Awesome
CogLang - Genetic Algorithm
(Skip here for how to try it out.)
Use a genetic algorithm to generate words for a "Cognate Language" (a.k.a. "CogLang" for short). The "CogLang" is a language with special properties (details here). The genetic algorithm puts the words in output.txt. Results seem to resemble those generated manually or deterministically (deterministic_output.txt comes from https://github.com/hchiam/cognateLanguage).
Goals at a Glance:
Generate words:
-
with as much "cognacy" as possible with the source words from all 5 source languages (like recognizability -- an emphasis on initial syllables in words should help),
-
while allowing for "allophones" (acceptable alternative spellings for flexibility),
-
while having the generated words relatively easy to pronounce,
and
- while having words as short as possible.
See the code in geneticAlgo_just1_v2.py for details on how the above goals are quantified and combined for overall "fitness" scores.
Background / Other Related Repos:
https://github.com/hchiam/cognateLanguage
https://github.com/hchiam/cognateLanguage2
https://github.com/hchiam/coglang-translator
Try it out:
Use the command line interface.
To run an example on just one word:
python geneticAlgo_just1_v2.py
To run on all the data in data.txt: (This outputs to output.txt and best-scorers.txt)
python geneticAlgo.py
You can compare scores by running this:
python evaluator_old.py output.txt
or this:
python evaluator_old.py deterministic_output.txt
or even to compare with a previous run with an older genetic algorithm:
python evaluator_old.py previous_output.txt
Lessons Learned:
-
Find more efficient data structures and algorithms = faster and less risk of over-heating.

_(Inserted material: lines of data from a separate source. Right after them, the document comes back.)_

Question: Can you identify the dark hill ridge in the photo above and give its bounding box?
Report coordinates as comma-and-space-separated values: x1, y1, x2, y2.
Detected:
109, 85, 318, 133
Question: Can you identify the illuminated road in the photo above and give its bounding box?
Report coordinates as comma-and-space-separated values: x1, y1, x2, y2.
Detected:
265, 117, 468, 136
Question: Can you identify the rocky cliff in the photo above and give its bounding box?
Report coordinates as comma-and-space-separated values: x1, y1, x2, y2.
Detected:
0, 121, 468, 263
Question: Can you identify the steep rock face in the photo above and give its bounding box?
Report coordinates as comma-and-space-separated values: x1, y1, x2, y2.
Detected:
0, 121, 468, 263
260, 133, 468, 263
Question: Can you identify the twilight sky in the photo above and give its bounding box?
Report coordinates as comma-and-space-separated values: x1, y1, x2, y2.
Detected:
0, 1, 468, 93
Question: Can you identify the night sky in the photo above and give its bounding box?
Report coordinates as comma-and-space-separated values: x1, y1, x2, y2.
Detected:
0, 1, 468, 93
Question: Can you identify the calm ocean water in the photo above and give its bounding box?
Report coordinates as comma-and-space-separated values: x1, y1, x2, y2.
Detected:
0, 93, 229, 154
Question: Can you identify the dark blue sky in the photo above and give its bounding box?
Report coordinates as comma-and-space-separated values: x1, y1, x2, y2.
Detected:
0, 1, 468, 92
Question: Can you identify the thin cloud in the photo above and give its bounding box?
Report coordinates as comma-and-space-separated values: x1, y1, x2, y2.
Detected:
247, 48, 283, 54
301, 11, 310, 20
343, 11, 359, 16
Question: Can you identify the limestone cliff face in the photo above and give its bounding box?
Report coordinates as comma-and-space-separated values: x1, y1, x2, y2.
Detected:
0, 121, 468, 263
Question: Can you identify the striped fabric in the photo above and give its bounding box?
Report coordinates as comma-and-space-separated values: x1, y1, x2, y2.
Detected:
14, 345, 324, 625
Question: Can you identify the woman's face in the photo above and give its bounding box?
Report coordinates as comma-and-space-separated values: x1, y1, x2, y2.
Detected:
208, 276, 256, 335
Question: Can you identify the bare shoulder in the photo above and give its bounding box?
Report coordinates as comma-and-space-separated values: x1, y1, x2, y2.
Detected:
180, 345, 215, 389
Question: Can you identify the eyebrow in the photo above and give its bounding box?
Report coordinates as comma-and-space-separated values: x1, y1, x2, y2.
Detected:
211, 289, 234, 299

Example: hashtable.
-
Better-defined fitness evaluators and better generators = better results / more sensible results.
Stats:
Scores Using evaluator_old.py:
According to the deterministic/manual method's own rough evaluator:
output.txt 13476.4 = rough overall score
deterministic_output.txt 12201.3 = rough overall score
So:
Using the genetic algorithm is 1.105 times as good as doing it deterministically/manually, or about 11 % better, even if you use the deterministic method's own rough evaluator.